Does service of a meal that consists of a colorful brick-like lump of pureed vegetables, raisins, meats and various unknown ingredients constitute cruel and unusual punishment? The answer is now a definite “maybe.”
The founding fathers probably didn’t consider the issue when, concerned about the centralization of power in a national government, they sought to ensure that federal authorities did not impose excessive monetary penalties or disproportionate, tortuous and barbaric punishments upon undeserving citizens. Inspired by the English Bill of Rights of 1689, they drafted a prohibition that was ultimately ratified as the Eighth Amendment to the United States Constitution. It provides that [e]xcessive bail shall not be required, nor excessive fines imposed, nor cruel and unusual punishments inflicted.
Gotcha. But this is a constitutional standard, and doesn’t that mean that it applies to the federal government and not state prisons?
As ratified, the Eighth Amendment’s prohibition against cruel and unusual punishments applied only to the federal government. In the 1960s, during the civil rights movement, the United States Supreme Court held that it also applies to state governments as a matter of due process. The judiciary did not, however, initially set forth a universal standard to differentiate between valid exercises of police powers and those acts that are unconstitutional abuses. Chief Justice Earl Warren, writing on behalf of the Supreme Court, later explained that
[t]he basic concept underlying the Eighth Amendment is nothing less than the dignity of man. While the State has the power to punish, the Amendment stands to assure that this power be exercised within the limits of civilized standards.
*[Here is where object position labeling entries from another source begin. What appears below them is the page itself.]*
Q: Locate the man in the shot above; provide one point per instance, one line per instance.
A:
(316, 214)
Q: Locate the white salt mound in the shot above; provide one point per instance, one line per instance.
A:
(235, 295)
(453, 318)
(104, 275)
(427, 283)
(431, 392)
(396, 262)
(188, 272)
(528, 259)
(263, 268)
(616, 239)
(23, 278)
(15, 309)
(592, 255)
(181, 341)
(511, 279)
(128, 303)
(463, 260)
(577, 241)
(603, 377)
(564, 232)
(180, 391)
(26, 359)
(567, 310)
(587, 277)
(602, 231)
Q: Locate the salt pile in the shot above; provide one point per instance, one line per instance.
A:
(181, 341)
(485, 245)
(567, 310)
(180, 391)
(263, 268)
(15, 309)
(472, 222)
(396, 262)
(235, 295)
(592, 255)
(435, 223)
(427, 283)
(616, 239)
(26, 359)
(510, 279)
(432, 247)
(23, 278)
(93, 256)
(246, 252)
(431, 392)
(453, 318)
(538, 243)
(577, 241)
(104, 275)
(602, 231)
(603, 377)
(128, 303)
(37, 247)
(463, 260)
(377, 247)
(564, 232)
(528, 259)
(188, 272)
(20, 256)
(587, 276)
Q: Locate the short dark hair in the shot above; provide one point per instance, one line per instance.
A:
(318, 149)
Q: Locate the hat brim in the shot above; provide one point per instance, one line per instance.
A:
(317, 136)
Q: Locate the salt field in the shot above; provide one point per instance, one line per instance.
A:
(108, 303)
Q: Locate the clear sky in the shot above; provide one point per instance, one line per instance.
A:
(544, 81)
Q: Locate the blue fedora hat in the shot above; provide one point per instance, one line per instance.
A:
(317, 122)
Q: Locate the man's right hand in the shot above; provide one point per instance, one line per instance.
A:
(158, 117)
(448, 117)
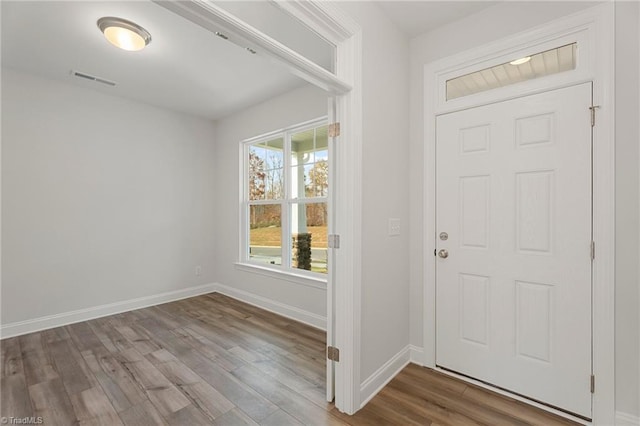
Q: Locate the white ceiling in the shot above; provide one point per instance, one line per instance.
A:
(184, 68)
(420, 16)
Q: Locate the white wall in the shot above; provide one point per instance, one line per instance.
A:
(501, 21)
(103, 199)
(385, 191)
(289, 109)
(627, 207)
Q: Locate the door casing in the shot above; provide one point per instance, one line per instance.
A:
(592, 29)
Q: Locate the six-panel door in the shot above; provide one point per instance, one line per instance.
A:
(514, 294)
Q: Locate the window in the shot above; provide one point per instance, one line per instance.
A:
(285, 199)
(541, 64)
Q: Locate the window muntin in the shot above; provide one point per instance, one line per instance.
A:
(542, 64)
(286, 189)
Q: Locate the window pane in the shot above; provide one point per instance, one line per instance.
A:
(266, 170)
(310, 163)
(309, 237)
(535, 66)
(265, 233)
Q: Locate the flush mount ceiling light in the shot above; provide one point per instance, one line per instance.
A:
(521, 61)
(124, 34)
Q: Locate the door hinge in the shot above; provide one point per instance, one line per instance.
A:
(334, 130)
(593, 108)
(333, 354)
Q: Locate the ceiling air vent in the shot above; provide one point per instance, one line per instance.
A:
(92, 78)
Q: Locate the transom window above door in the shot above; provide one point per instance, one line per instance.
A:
(552, 61)
(285, 199)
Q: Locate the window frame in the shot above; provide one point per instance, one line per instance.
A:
(286, 203)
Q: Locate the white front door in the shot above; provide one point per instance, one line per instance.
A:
(514, 293)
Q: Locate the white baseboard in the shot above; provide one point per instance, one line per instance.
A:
(625, 419)
(417, 355)
(274, 306)
(384, 375)
(66, 318)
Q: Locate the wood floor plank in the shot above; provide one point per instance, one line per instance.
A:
(284, 397)
(209, 349)
(164, 396)
(280, 418)
(119, 385)
(143, 414)
(73, 371)
(189, 415)
(11, 357)
(15, 400)
(51, 402)
(37, 362)
(235, 417)
(213, 360)
(202, 395)
(92, 407)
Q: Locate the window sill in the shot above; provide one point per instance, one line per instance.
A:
(301, 279)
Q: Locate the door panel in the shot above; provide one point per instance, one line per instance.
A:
(514, 294)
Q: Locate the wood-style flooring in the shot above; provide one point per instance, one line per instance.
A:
(212, 360)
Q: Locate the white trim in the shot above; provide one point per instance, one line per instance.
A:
(384, 375)
(417, 355)
(276, 307)
(287, 200)
(286, 275)
(626, 419)
(65, 318)
(335, 25)
(331, 22)
(596, 25)
(213, 18)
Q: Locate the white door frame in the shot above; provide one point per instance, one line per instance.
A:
(345, 85)
(593, 29)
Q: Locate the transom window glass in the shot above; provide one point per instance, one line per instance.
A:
(541, 64)
(286, 192)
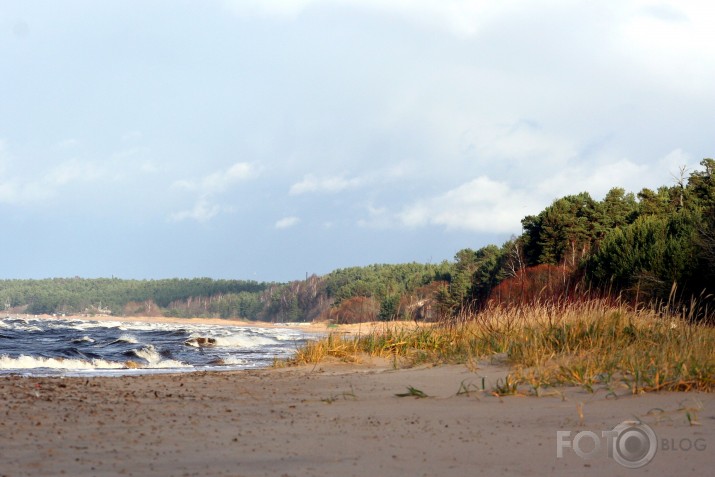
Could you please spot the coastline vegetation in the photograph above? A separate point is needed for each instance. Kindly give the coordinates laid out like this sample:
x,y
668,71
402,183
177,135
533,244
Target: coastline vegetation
x,y
594,344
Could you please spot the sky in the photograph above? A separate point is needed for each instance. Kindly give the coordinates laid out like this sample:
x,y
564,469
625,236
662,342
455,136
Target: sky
x,y
266,140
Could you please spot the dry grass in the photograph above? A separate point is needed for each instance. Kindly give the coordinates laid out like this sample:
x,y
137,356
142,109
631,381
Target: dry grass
x,y
593,344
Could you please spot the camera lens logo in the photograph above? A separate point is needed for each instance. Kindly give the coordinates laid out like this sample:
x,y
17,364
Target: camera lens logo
x,y
633,444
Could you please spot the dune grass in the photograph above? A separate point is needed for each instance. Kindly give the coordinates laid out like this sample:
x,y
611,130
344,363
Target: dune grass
x,y
593,344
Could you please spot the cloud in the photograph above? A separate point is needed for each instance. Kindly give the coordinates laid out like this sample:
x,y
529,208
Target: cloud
x,y
461,17
219,181
334,184
208,187
203,211
480,205
42,185
287,222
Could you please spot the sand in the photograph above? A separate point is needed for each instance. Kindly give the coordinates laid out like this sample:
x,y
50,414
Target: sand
x,y
331,420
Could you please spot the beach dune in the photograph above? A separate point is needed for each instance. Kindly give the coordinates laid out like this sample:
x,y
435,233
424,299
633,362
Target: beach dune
x,y
332,419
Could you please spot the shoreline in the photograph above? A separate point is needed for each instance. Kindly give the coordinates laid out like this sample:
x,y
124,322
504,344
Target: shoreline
x,y
330,419
312,327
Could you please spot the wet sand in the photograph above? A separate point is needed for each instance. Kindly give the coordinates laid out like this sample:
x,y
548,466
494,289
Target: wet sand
x,y
330,420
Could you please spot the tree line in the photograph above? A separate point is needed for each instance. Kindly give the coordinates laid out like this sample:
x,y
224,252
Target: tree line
x,y
651,246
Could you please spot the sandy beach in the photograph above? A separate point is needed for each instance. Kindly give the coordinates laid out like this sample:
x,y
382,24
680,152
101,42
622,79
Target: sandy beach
x,y
332,419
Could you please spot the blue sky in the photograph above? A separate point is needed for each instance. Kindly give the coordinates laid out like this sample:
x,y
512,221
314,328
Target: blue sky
x,y
265,140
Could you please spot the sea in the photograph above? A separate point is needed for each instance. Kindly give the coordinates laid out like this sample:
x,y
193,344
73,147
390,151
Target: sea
x,y
70,347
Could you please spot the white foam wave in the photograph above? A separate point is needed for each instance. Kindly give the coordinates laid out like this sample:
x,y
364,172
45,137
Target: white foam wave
x,y
33,362
244,341
84,339
233,360
155,360
127,339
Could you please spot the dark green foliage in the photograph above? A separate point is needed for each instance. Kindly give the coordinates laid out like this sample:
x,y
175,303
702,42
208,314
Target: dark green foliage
x,y
649,255
78,295
564,231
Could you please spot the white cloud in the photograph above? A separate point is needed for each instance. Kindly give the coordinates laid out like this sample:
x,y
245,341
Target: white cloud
x,y
203,211
38,187
219,181
287,222
480,205
210,186
461,17
311,183
669,40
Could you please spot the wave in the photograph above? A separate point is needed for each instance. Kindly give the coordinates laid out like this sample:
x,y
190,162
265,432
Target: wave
x,y
126,339
230,341
33,362
155,360
84,339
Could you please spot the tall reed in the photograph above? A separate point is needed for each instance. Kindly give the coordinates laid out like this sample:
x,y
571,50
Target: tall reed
x,y
590,343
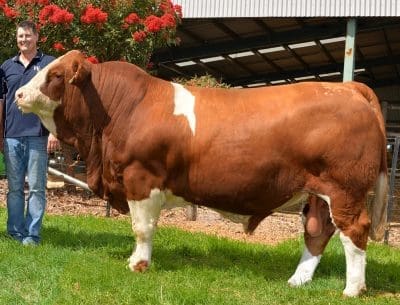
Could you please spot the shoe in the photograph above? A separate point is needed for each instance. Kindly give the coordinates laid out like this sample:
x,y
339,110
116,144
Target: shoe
x,y
29,242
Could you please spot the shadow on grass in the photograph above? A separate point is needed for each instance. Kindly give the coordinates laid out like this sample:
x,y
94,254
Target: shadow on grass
x,y
272,263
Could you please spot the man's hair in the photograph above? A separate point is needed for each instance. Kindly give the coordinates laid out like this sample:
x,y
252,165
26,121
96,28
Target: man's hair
x,y
27,24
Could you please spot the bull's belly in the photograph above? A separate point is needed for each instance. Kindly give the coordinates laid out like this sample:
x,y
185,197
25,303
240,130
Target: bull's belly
x,y
173,201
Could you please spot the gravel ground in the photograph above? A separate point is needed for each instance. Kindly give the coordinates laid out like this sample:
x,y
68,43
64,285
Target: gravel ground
x,y
272,230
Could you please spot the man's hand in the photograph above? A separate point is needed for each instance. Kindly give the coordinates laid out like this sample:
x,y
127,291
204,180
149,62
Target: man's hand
x,y
52,144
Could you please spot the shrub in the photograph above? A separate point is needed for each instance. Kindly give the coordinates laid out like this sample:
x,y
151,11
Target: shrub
x,y
104,30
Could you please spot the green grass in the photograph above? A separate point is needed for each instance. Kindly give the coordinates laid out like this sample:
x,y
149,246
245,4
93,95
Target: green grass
x,y
82,260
Fines, imprisonment and even execution may be imposed depending upon the enormity of the crime, but any technique outside the bounds of these traditional penalties is constitutionally suspect…. The words of the [Eighth] Amendment are not precise, and that their scope is not static. The Amendment must draw its meaning from the evolving standards of decency that mark the progress of a maturing society.
The Supreme Court has suggested that unconstitutional punishments include drawing and quartering, public disembowelment and execution by burning a living criminal to death. It has also considered the application of the prohibition criminal death penalty cases, including proceedings that would result in the execution of minors and mentally handicapped criminals.
Who woulda thunk that the list may also include unappetizing meals consumed by crooks, thieves, con men and rowdy prisoners?
Inmates are arguing that the prohibition against cruel and unusual punishment is being violated by correctional facilities that serve a meal affectionately referred to as the “nutriloaf” or the “nutraloaf.” The brick-like pseudo-meatloaf meal is typically only served to troublesome inmates as a means of deterring negative behavior, such as throwing feces, urine, trays and utensils.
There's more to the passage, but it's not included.